Do we need to work at hospitality? Do we need to learn it? Do we need to practise it? Hell, no way. Us? Sure, we are all a bright fountain of quotes from Joyce and Behan, witty as Sean Hughes, fluent in the historical nuances of our little island, and anyway we all know someone who knows someone who knows just who you need to ask to get what it is you want.
This belief in our instinctual hospitality is not just ridiculous, it's also dangerous. It's dangerous to the well-being of our hospitality businesses. Several years ago I wrote a book called How to Succeed in Hospitality, as the result of a series of disastrous experiences in places to stay in Ireland just as the Celtic Tiger was roaring into overdrive.
The cream of the crop was a joint adjacent to the N6 where I broke my cardinal rule: never complain. At Bridgestone Guides we don’t complain: we just pay the bill, walk away and consign the experience to the dustbin where those places live that will never get into one of our books.
But the N6 joint was just too bad: the filthy dining room, the untrained staff, the shambolic, straight-from-the-micro breakfast. I poured it all out to the woman behind the desk, who I suspected was the owner. I concluded by saying that I wrote about Irish hospitality and that this place made me feel ashamed. She looked at me steadily. Then she swiped my credit card. She was the original Lisbeth Salander. Maybe, in retrospect, I was lucky to get out of there.
As Mr Justice Peter Kelly remarked recently in the Commercial Court, as creditors chased one of the many fallen angels who used to be masters of our universe, after hubris comes nemesis. The hubris that built so many sorry-sad hotels is now headed for a nemesis called Nama, and we face the appalling vista that hotels that include iconic names and destinations are to be managed by bean counters. Builders’ hotels are going to become bean counters’ hotels.
What possible chance have these hotels of survival? Little or none, in my opinion, in a market that is cannibalising itself with deeper and deeper discounts, and where only those steeped in the culture of hospitality have any real chance of survival, thanks to the trust they enjoy from their customers and to their ability to get better.
But even the good are fearful, for the collateral damage being inflicted by hotels being kept open at any cost in order to reap tax benefits is causing the virtuous to suffer, big time. Between 1634 and 1637 the Dutch nation lost its collective sanity, on account of tulips: “tulipomania” drove those solid, sensible Calvinists crazy. What can we call our own mania for allowing thousands of hotel rooms we had no need of to be built: hotelomania? McCreevy-Cowen syndrome?
Hospitality is an art form, but it is also a discipline, and a profession. Great hosts, like great cooks, are not born: they are made, and they are made through practice and professionalism, which is why they master all the nuances of the art.
Every time I meet someone who is truly great at the art of hospitality I also meet someone who is a truly hard worker, and a truly dedicated person at that.

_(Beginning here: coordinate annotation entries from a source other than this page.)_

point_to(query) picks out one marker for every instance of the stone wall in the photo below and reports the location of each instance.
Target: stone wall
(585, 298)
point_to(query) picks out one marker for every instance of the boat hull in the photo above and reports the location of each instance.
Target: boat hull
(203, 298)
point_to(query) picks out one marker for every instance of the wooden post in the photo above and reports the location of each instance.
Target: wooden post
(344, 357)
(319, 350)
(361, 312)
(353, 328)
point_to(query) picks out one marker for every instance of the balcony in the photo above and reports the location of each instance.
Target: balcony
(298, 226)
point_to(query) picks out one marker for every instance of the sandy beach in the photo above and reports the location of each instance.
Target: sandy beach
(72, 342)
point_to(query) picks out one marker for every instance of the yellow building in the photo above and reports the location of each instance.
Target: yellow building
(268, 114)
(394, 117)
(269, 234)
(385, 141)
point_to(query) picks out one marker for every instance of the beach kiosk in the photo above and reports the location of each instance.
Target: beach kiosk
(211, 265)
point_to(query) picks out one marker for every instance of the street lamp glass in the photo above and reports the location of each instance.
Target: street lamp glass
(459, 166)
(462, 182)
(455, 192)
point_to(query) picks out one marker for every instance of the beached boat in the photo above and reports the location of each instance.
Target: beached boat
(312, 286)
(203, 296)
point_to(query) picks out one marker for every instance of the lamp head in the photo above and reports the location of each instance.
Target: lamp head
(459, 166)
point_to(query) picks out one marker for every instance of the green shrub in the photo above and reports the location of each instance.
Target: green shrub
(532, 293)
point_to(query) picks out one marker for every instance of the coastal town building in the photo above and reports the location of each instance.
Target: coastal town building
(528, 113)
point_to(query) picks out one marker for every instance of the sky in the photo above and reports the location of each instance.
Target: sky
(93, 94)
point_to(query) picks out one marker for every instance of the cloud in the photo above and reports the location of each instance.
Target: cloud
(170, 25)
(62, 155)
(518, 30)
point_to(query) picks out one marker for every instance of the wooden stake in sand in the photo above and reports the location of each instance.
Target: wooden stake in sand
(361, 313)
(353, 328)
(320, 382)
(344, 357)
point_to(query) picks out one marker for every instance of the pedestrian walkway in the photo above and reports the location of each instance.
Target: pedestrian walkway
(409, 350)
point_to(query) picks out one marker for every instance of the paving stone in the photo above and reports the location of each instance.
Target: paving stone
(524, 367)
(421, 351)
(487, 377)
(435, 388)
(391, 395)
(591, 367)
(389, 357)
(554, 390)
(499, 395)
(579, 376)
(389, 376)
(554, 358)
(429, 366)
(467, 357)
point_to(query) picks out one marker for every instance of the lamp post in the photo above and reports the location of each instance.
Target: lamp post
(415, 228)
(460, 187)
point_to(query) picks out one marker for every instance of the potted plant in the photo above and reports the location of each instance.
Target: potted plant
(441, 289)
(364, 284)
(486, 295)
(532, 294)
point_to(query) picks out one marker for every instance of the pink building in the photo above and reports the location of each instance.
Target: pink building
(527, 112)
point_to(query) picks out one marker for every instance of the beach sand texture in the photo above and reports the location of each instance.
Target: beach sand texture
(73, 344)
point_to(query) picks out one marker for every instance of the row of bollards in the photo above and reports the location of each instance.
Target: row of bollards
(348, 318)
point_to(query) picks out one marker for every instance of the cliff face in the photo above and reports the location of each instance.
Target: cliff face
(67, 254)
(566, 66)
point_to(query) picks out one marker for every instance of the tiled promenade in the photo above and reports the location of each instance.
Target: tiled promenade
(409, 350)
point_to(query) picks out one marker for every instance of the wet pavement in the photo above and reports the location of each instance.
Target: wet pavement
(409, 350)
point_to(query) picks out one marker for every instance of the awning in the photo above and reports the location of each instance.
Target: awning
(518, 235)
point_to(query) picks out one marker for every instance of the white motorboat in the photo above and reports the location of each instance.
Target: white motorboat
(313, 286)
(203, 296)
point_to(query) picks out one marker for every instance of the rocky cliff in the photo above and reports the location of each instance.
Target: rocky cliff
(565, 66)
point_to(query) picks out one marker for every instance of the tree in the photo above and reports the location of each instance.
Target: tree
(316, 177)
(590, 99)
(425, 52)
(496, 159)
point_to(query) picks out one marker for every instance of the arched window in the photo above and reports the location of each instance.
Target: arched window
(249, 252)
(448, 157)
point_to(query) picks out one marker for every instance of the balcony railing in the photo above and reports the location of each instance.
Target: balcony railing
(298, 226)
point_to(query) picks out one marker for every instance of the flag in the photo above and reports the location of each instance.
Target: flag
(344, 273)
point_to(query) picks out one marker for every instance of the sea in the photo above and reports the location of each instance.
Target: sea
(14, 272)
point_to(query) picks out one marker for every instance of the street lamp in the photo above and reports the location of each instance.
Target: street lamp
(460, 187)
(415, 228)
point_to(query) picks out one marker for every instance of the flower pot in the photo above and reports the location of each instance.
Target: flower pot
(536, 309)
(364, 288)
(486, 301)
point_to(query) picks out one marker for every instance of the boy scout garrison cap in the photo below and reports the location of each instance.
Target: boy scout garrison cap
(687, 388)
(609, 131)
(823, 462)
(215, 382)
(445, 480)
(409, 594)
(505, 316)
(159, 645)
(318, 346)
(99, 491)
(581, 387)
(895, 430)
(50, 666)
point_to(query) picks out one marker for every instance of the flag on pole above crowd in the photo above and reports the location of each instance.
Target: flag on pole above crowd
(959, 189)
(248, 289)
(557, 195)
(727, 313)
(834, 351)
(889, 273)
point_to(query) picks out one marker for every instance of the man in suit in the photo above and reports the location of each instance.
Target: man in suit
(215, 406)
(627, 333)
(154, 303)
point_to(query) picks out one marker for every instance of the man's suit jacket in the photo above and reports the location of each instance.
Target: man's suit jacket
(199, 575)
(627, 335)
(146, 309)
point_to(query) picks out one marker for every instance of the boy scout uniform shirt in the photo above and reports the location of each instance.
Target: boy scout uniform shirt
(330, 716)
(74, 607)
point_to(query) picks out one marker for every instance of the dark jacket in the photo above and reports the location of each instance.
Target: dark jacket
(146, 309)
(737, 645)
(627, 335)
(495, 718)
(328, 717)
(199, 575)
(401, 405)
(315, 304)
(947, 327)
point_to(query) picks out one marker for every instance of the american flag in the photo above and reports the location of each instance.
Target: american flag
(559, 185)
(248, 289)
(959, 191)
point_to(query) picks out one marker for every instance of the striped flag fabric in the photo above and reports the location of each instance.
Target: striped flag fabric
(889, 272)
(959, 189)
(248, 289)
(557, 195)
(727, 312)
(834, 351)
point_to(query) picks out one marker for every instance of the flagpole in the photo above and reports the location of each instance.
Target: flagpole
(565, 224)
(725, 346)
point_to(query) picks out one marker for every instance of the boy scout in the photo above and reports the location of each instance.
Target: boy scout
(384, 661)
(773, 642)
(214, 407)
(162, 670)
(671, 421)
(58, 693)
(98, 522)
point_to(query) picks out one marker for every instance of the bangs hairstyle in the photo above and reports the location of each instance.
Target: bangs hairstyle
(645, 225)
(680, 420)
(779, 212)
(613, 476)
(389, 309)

It’s almost 25 years since I first set eyes on Myrtle Allen, of Ballymaloe House. It was late during dinner service on a Saturday night, and Mrs Allen was clearing a table of its dirty dishes and cutlery and rolling up the messed-up tablecloths.
Fifteen years ago I made a television programme about Kelly’s Resort Hotel, in Rosslare. My abiding memory of the programme and of the hotel is of Bill Kelly ferrying desserts out of the kitchen and into a packed dining room, late on a Saturday night.
In 2009, when the Irish Hotels Federation reckoned occupancy levels were not much above 50 per cent, Kelly’s was reporting almost 90 per cent occupancy.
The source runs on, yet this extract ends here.